Where it’s been found in Ontario
False Hop Sedge ranges from Florida and Texas north to Quebec and Ontario. In Ontario, seven occurrences are known to persist.
In Quebec, there are three persisting populations and three populations that are being restored where False Hop Sedge is believed to have been extirpated.
The largest populations occur in southern Ontario.
View a larger version of this map (PDF)
What threatens it
The main threat to this plant is habitat loss and degradation, especially conditions that reduce the amount of sunlight reaching the plant.
Competition from invasive plants such as Reed Canary Grass (Phalaris arundinacea) and Tall Manna Grass (Glyceria maxima) is an increasing threat.
Changes to the quantity and quality of ground and surface water due to the operation of dams, development and agricultural activities may also threaten False Hop Sedge.
Action we are taking
Endangered Species and their general habitat are automatically protected
A recovery strategy advises the ministry on ways to ensure healthy numbers of the species return to Ontario.
Read the executive summary and full document (June 15, 2017)
Government response statement
A government response statement outlines the actions the government intends to take or support to help recover the species.
Read the government response statement (February 27, 2018)
General Habitat Protection - June 30, 2008
What you can do
Report a sighting
- Report a sighting of an endangered animal or plant to the Natural Heritage Information Centre. Photographs with specific locations or mapping coordinates are always helpful.
- Volunteer with your local nature club or provincial park to participate in surveys or stewardship work focused on species at risk.
Be a good steward
- Private land owners have a very important role to play in species recovery. If you find False Hop Sedge on your land, you may be eligible for stewardship programs that support the protection and recovery of species at risk and their habitats.
- Invasive species seriously threaten many of Ontario’s species at risk. To learn what you can do to help reduce the threat of invasive species, visit:
- The Canada-Ontario Farm Stewardship Program is available to farmers registered under the Canada-Ontario Environmental Farm Plan to encourage greater protection and conservation of habitat for species at risk.
Report illegal activity
- Report any illegal activity related to plants and wildlife to 1-877-TIPS-MNR (847-7667).
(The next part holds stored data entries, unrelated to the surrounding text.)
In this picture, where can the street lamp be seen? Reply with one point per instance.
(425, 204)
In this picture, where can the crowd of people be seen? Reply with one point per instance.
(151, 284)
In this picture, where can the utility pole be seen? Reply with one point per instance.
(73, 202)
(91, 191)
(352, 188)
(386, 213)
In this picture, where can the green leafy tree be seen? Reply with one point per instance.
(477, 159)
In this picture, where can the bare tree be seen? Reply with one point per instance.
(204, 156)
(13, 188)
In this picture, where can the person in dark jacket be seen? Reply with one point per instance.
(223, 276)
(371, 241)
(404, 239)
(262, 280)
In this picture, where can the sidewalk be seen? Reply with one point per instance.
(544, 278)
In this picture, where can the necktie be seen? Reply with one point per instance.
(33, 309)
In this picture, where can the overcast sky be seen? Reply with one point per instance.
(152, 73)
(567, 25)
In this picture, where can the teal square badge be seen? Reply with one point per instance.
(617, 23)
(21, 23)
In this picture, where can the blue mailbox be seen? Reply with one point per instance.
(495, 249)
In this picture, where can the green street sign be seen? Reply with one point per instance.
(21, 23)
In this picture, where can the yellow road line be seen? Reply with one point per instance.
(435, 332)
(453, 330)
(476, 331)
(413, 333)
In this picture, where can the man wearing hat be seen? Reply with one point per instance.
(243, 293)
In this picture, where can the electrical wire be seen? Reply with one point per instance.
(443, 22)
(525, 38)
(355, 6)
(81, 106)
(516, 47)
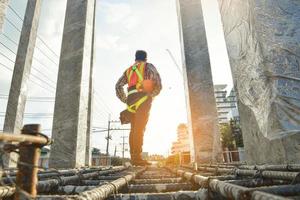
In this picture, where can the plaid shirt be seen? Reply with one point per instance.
(150, 74)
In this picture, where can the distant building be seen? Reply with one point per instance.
(44, 158)
(226, 104)
(99, 159)
(182, 144)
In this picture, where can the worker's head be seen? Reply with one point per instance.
(140, 55)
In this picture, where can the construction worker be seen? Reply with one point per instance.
(144, 83)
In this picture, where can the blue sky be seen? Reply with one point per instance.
(122, 27)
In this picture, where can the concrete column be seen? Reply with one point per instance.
(18, 89)
(202, 113)
(70, 123)
(263, 38)
(88, 154)
(3, 6)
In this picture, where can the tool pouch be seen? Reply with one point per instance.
(125, 117)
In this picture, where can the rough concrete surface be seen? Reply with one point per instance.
(201, 103)
(262, 39)
(3, 6)
(18, 89)
(70, 123)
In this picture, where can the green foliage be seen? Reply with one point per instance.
(226, 136)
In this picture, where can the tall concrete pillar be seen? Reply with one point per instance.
(202, 113)
(263, 38)
(18, 89)
(3, 6)
(88, 154)
(70, 123)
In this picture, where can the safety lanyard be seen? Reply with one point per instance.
(136, 70)
(133, 108)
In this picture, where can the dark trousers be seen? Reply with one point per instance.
(138, 123)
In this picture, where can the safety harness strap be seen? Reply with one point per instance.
(133, 108)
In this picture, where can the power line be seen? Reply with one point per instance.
(32, 67)
(14, 42)
(20, 18)
(11, 70)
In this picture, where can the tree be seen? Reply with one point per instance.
(226, 136)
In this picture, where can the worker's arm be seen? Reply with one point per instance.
(119, 88)
(155, 77)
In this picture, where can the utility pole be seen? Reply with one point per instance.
(108, 137)
(115, 154)
(123, 145)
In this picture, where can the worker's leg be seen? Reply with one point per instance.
(132, 136)
(140, 121)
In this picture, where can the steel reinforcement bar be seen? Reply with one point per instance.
(53, 184)
(232, 191)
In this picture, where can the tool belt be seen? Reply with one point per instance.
(126, 115)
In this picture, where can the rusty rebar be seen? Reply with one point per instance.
(106, 190)
(20, 138)
(6, 191)
(28, 163)
(161, 187)
(53, 184)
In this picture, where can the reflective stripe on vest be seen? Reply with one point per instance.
(133, 108)
(135, 74)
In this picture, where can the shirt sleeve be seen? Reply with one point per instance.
(155, 77)
(120, 88)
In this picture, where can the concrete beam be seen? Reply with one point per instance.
(202, 113)
(71, 115)
(18, 89)
(3, 6)
(263, 38)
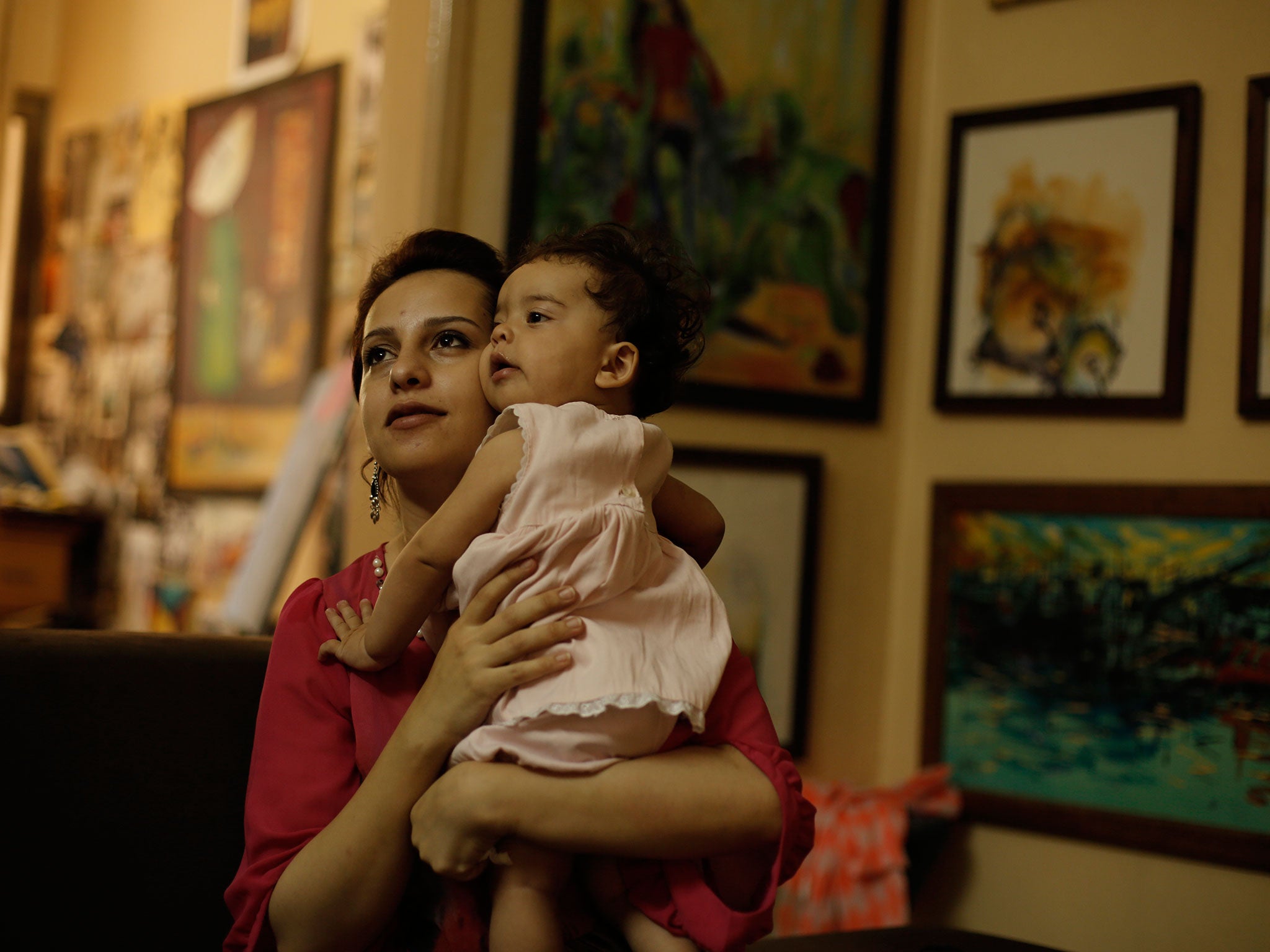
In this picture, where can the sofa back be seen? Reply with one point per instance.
(127, 783)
- The tiny flowers of False Hop Sedge are wind pollinated, so the plant does not attract many insects. However, the caterpillars of various butterflies, skippers, and moths feed on various sedge species, while a number of species of birds feed on the seeds.
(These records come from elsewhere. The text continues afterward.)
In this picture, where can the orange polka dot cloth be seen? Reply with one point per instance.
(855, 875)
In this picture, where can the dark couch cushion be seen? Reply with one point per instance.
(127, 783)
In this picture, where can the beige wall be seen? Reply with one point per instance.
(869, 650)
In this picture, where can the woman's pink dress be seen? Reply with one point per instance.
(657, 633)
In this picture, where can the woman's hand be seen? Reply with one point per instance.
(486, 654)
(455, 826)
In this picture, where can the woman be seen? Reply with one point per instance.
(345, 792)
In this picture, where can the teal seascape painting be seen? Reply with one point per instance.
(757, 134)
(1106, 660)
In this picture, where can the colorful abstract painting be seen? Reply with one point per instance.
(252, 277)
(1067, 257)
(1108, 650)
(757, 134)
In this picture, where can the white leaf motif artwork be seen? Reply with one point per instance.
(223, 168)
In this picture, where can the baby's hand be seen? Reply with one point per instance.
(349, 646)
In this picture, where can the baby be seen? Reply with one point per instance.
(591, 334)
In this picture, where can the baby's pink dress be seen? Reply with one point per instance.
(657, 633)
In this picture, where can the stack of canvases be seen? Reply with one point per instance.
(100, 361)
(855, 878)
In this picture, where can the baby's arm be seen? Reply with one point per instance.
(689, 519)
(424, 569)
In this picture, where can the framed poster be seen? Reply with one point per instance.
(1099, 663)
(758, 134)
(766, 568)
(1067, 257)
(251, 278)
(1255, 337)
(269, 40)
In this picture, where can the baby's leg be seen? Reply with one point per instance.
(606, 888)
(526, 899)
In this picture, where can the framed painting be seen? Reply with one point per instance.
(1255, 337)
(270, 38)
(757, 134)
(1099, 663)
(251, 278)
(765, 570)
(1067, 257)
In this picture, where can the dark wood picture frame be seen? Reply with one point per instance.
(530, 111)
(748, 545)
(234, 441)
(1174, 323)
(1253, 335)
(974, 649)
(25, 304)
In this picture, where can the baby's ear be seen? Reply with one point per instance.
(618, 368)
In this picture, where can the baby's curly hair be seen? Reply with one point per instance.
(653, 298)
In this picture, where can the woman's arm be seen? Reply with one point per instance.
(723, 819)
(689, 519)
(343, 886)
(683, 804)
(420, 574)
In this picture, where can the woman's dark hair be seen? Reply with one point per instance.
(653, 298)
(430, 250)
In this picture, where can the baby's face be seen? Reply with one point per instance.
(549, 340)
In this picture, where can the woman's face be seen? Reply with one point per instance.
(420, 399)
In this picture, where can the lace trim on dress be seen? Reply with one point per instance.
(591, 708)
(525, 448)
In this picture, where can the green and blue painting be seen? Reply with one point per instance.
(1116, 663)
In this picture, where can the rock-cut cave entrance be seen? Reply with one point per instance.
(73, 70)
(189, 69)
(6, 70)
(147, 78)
- The plant’s spikelets are quite large and have been compared in appearance to spiked clubs and similar weapons used in medieval battles.
- As the name suggests, False Hop Sedge closely resembles Hop Sedge (Carex lupulina). The only reliable way to distinguish them is by closely examining the fruit, which has distinctive knobs on the two outer edges in False Hop Sedge.
- It is believed that this plant’s seeds are dispersed by water.